Searing pain ripped through her again, she screamed through gritted teeth.
"Jen look at me," he demanded.
&nb
sp; Her breathing was rapid, her pulse pounded wildly in her ears, more of a flutter now than a constant beat. She was burning. Burning from the inside out.
"Jen, please, look at me," he demanded again.
She met his eyes and tried to concentrate on only them. If she were going to die now, here in his arms, she wanted to see his beautiful jeweled eyes one last time.

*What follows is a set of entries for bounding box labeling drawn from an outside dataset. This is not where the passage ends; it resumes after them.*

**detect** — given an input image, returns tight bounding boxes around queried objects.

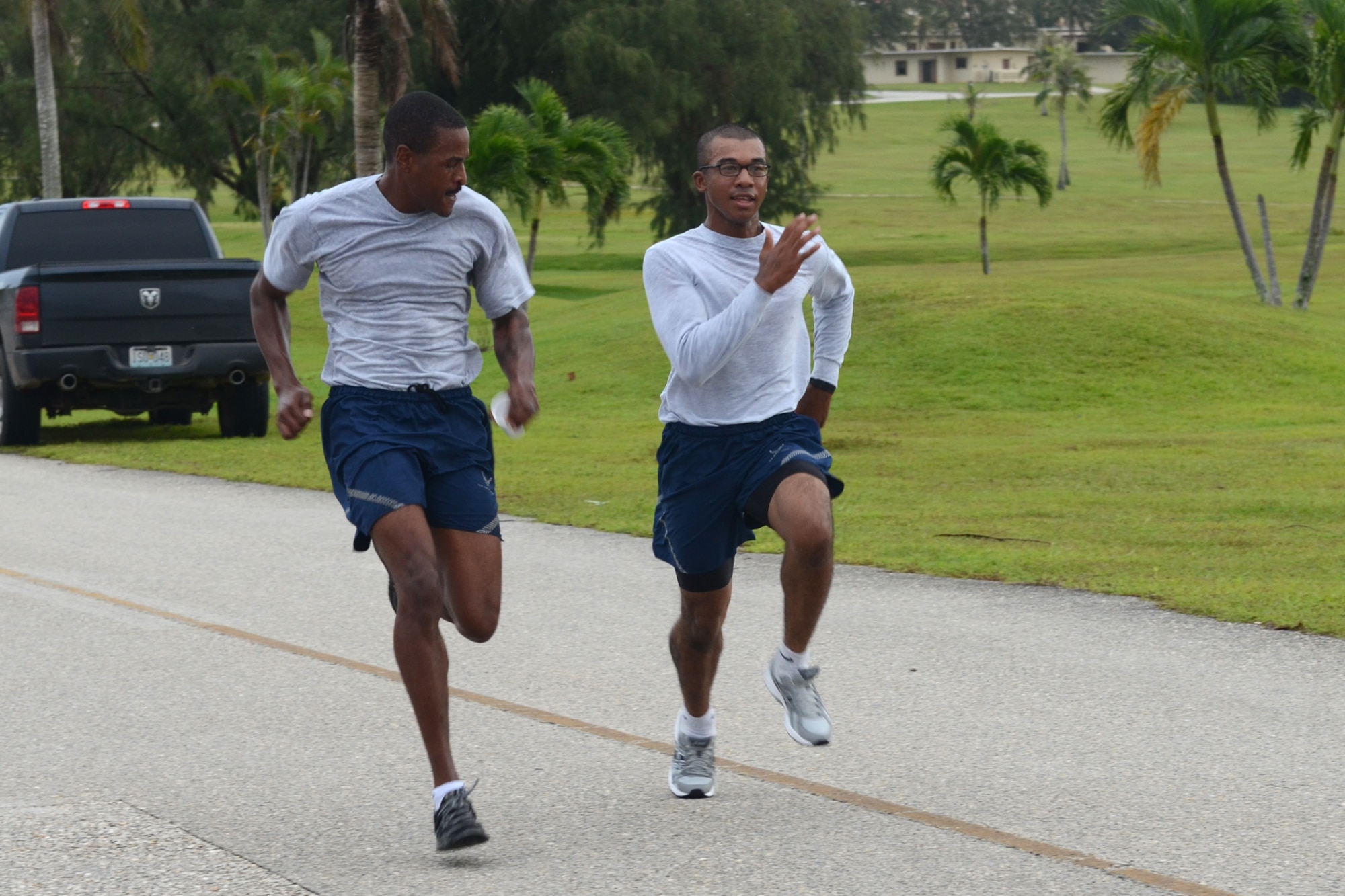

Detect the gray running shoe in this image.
[434,787,490,849]
[668,732,714,797]
[765,661,831,747]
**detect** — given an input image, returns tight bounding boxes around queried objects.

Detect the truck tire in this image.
[149,407,191,426]
[0,356,42,445]
[219,382,270,438]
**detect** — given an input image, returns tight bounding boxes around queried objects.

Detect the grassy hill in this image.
[15,98,1345,626]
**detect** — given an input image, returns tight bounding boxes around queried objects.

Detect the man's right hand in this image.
[756,215,822,292]
[276,383,313,438]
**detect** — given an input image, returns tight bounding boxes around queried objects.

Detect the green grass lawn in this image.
[15,98,1345,635]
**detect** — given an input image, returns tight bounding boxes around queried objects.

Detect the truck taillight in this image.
[13,286,42,332]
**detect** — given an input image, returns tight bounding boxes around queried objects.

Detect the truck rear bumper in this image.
[12,341,266,390]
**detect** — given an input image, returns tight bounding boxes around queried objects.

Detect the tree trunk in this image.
[527,190,543,280]
[1307,143,1341,304]
[1056,97,1069,190]
[295,137,313,200]
[527,216,542,280]
[351,0,383,177]
[981,196,990,274]
[257,147,270,246]
[1205,97,1270,301]
[32,0,62,199]
[1256,192,1284,308]
[285,140,303,202]
[1294,106,1345,309]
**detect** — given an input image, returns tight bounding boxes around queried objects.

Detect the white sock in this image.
[434,780,467,813]
[677,706,714,737]
[771,643,811,673]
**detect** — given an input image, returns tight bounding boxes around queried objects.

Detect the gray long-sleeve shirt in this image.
[644,225,854,426]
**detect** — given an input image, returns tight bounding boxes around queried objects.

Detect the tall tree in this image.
[352,0,457,176]
[931,116,1050,274]
[467,78,631,277]
[281,30,350,202]
[1293,0,1345,309]
[211,47,307,242]
[558,0,865,235]
[31,0,61,199]
[1025,42,1092,190]
[1100,0,1293,302]
[28,0,149,199]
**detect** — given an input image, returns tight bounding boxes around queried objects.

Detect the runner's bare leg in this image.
[370,505,500,787]
[668,583,733,717]
[769,474,833,654]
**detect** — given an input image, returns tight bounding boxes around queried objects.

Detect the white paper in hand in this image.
[491,391,523,438]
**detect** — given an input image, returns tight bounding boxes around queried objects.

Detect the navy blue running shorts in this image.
[321,386,500,549]
[654,413,845,578]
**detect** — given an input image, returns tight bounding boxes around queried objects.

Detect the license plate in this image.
[130,345,172,367]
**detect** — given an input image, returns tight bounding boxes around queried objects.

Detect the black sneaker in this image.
[434,787,490,850]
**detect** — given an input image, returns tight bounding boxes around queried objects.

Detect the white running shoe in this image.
[668,732,714,798]
[765,661,831,747]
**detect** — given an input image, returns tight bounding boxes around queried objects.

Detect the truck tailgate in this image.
[38,259,258,348]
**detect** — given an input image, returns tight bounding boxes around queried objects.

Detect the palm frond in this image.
[1289,104,1330,169]
[104,0,149,71]
[421,0,459,87]
[1135,86,1192,184]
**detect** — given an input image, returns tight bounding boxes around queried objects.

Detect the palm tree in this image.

She wanted to tell him that she loved him before she died, while she had the chance. She wanted to thank him for loving her, for taking care of her. She wanted to apologize for hurting him, for leaving him, for dying. But the pain encompassed her and she couldn't speak.
His lips were moving, he was speaking to her, but she couldn't hear him, and then a moment later, she found she could no longer move.
She wondered briefly what they would find had killed her, a brain aneurysm maybe? Did it matter? Whatever the reason, it wouldn't change the fact that she'd be dead. She kept her eyes on his as the rest of the world faded from her view and then all was dark. She was dead.
Chapter 22
Queen to C-7, Check
She waited alone in the darkness. Burning. Was there nothing more than this? Wasn't there supposed to be some sort of light? A tunnel? She looked, but there was nothing... nothing and nothing and then... more nothing... only the dark, and the soft whispers of the flame.
Was she in Hell? She was burning after all.
She could almost make sense of the whispers of the fiery light. Fire Light. A spark of light leapt from her, whispering and sparking then dissipating into the darkness.
They were rather fascinating; the little sparks of light, once you got past the searing pain that came from touching them. It receded slightly, every time one of them left her. But they took with them the light, as well as their soft, whispery voices.
"Jen?" A voice in the distance called through the darkness. "Jen, can you hear me? Open your eyes."
Not even the oblivion of death would keep her from him. "Nick," she forced her eyes to open. Her eyes struggled for a moment to find focus. They were not in her room anymore. It took her about a half a second to figure out where they were, but she asked the question anyway.